A roughly hour-and-a-half drive will bring you to the University of California, Davis. Keep in mind that this drive was inland and, as a result, it was rather hot compared to San Francisco. This UC college is pretty far away from the city and has its own cattle ranch. The student housing was especially nice, and each grouping of buildings was named after a type of tree in order to tell them apart. I also noticed that there were a lot of squirrels and bicycles everywhere we went. On one end of the campus ran a stream, a beautiful place to relax or study. There was a grand variety of different species of plants, and the stream led to a raft of ducks in a lake. A bridge that crossed from one side of the stream to the other was adorned with numerous locked locks. A slightly peculiar aspect of this campus was the funny-looking statues of eggs with faces sculpted into them, which were located outside of the performing arts hall. When walking by the quad, I could see a group of students throwing a frisbee together, while others sat on the grass completing their class’ online work. The quad was a place I could definitely see myself visiting if I wanted to play or needed to get work done. The campus maintained a good ratio of buildings to trees, making it feel not too urban and not too rural.

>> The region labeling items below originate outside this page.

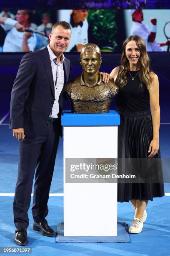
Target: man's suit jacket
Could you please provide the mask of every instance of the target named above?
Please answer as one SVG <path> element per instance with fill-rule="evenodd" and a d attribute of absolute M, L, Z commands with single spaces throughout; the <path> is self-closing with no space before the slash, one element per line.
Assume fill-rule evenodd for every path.
<path fill-rule="evenodd" d="M 59 120 L 63 94 L 69 79 L 70 62 L 63 63 L 65 80 L 59 99 Z M 52 72 L 47 47 L 22 58 L 12 90 L 10 129 L 24 128 L 26 136 L 34 138 L 36 131 L 46 125 L 54 102 Z M 61 126 L 60 134 L 62 135 Z"/>

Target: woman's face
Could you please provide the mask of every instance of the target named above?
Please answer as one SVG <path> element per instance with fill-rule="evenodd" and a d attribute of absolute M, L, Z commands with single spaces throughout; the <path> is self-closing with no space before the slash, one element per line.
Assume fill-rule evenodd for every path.
<path fill-rule="evenodd" d="M 140 59 L 140 53 L 135 41 L 130 41 L 126 45 L 125 51 L 129 64 L 136 64 Z"/>

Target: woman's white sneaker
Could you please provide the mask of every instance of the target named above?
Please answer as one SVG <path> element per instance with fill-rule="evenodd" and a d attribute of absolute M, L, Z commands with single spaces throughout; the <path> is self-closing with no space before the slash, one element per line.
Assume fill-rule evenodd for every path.
<path fill-rule="evenodd" d="M 143 224 L 142 221 L 138 218 L 134 218 L 129 228 L 129 233 L 137 234 L 140 233 L 143 228 Z"/>
<path fill-rule="evenodd" d="M 133 207 L 133 209 L 134 209 L 134 210 L 136 211 L 136 208 L 135 208 L 135 207 Z M 142 215 L 142 221 L 143 222 L 143 223 L 145 222 L 145 221 L 146 220 L 147 217 L 147 213 L 146 212 L 146 210 L 145 210 L 144 212 Z"/>

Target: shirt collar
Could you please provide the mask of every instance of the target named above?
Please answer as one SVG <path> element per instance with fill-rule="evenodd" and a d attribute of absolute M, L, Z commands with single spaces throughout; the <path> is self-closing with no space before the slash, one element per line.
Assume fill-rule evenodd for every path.
<path fill-rule="evenodd" d="M 87 85 L 85 84 L 85 82 L 83 81 L 83 79 L 82 77 L 83 74 L 83 72 L 82 72 L 82 73 L 81 73 L 81 76 L 80 76 L 80 85 L 81 86 L 86 86 L 87 87 L 88 87 L 88 86 L 87 86 Z M 95 84 L 94 86 L 93 86 L 92 87 L 94 87 L 95 86 L 99 86 L 99 85 L 100 85 L 102 83 L 102 76 L 100 74 L 99 72 L 99 80 L 98 82 L 96 84 Z"/>
<path fill-rule="evenodd" d="M 47 46 L 47 48 L 48 49 L 48 52 L 49 53 L 50 60 L 52 61 L 53 61 L 54 59 L 58 59 L 56 55 L 54 53 L 54 52 L 52 51 L 50 48 L 49 44 L 48 44 L 48 45 Z M 60 61 L 61 64 L 64 62 L 65 59 L 65 57 L 64 56 L 63 54 L 62 54 L 61 56 Z"/>

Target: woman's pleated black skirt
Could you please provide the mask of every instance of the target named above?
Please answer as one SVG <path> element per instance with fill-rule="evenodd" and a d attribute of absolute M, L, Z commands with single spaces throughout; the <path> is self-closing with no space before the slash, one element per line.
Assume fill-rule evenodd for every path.
<path fill-rule="evenodd" d="M 120 114 L 120 125 L 118 128 L 118 158 L 148 159 L 149 145 L 153 138 L 152 117 L 147 111 Z M 160 159 L 160 150 L 154 158 L 158 160 Z M 155 165 L 155 172 L 157 172 L 157 168 L 160 174 L 160 168 L 161 169 L 160 164 Z M 140 170 L 140 172 L 142 172 L 142 170 Z M 146 170 L 145 172 L 146 172 Z M 153 197 L 163 196 L 164 186 L 161 177 L 161 175 L 160 180 L 158 180 L 157 183 L 152 183 L 151 181 L 150 183 L 120 183 L 118 181 L 118 201 L 129 202 L 132 199 L 152 201 Z"/>

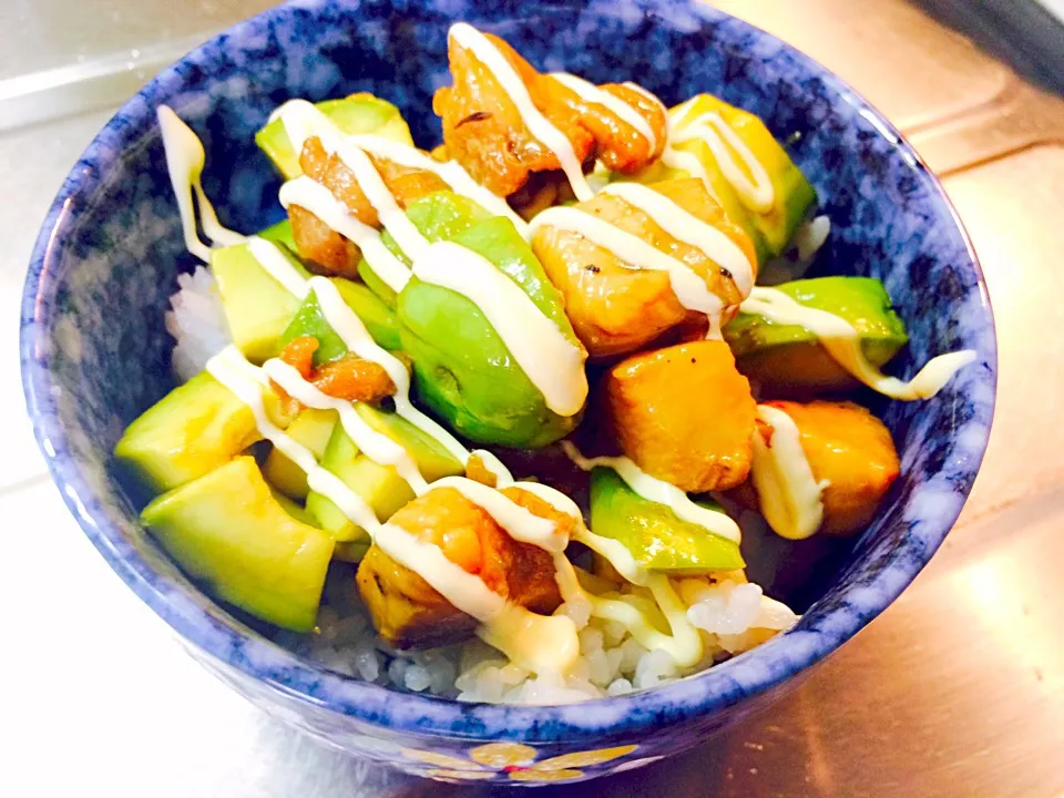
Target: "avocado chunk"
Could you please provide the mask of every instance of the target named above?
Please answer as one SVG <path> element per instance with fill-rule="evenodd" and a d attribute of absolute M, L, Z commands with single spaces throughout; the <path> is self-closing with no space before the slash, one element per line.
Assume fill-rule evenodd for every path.
<path fill-rule="evenodd" d="M 270 487 L 269 492 L 274 499 L 277 500 L 277 503 L 280 504 L 282 510 L 291 515 L 296 521 L 305 523 L 307 526 L 318 528 L 318 520 L 307 512 L 307 509 L 303 504 L 293 501 L 273 487 Z M 334 550 L 332 556 L 336 556 L 336 550 Z"/>
<path fill-rule="evenodd" d="M 720 510 L 710 502 L 705 508 Z M 612 538 L 651 571 L 697 575 L 746 566 L 739 545 L 644 499 L 611 468 L 591 472 L 591 529 Z"/>
<path fill-rule="evenodd" d="M 361 319 L 366 330 L 379 346 L 389 351 L 399 351 L 402 348 L 399 340 L 399 319 L 391 308 L 364 285 L 342 277 L 332 277 L 330 282 L 336 286 L 344 303 Z M 314 291 L 307 295 L 295 311 L 295 317 L 280 337 L 280 348 L 284 349 L 291 340 L 304 336 L 318 339 L 318 350 L 314 354 L 315 367 L 331 362 L 347 354 L 347 345 L 329 326 Z"/>
<path fill-rule="evenodd" d="M 284 246 L 277 246 L 296 272 L 310 275 Z M 248 360 L 263 362 L 280 354 L 282 336 L 303 304 L 266 270 L 248 244 L 213 249 L 211 270 L 218 282 L 233 342 Z"/>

The next day we woke up early in the morning to visit our last destination: the University of California, Berkeley. Both the campus and the buildings were absolutely massive. The greenery was lush and the trees were tall, making the buildings not seem overbearing. The spot of interest is Sather Tower, an obelisk near the center of the campus. Each of the buildings looked very professional and breathtaking. Much like Stanford, this college looked as though it could fit in with the Ivy Leagues solely based on its environment. However, unlike Stanford, the buildings didn’t look as old and uniform. Instead, they looked unique and incredibly impressive. Little things such as vintage-style lamp posts and intricate brick walkways made this place’s layout very well thought out. Another place of interest is the Sproul Plaza. Here you can see the Sather gate, student center, Mario Savio steps, and ASUC (Associated Students of the University of California) building. Lastly, the Valley Life Sciences Building was probably the most astounding building on my list of structures to view not only because of my love for science but also due to the building’s sheer size. It is 400,000 square feet in size and looked as though it could take up an entire city block. Overall, Berkeley’s campus might have been my personal favorite.
But regardless of preferences and opinions, you cannot go wrong with any of these campuses. Each has its own interesting qualities that are definitely worth looking into. Although it has become increasingly difficult to tour college campuses in person, I hope this article gave you insight into a few campuses that might be on your list.
Thank you for reading, and I hope your college search works out in the end.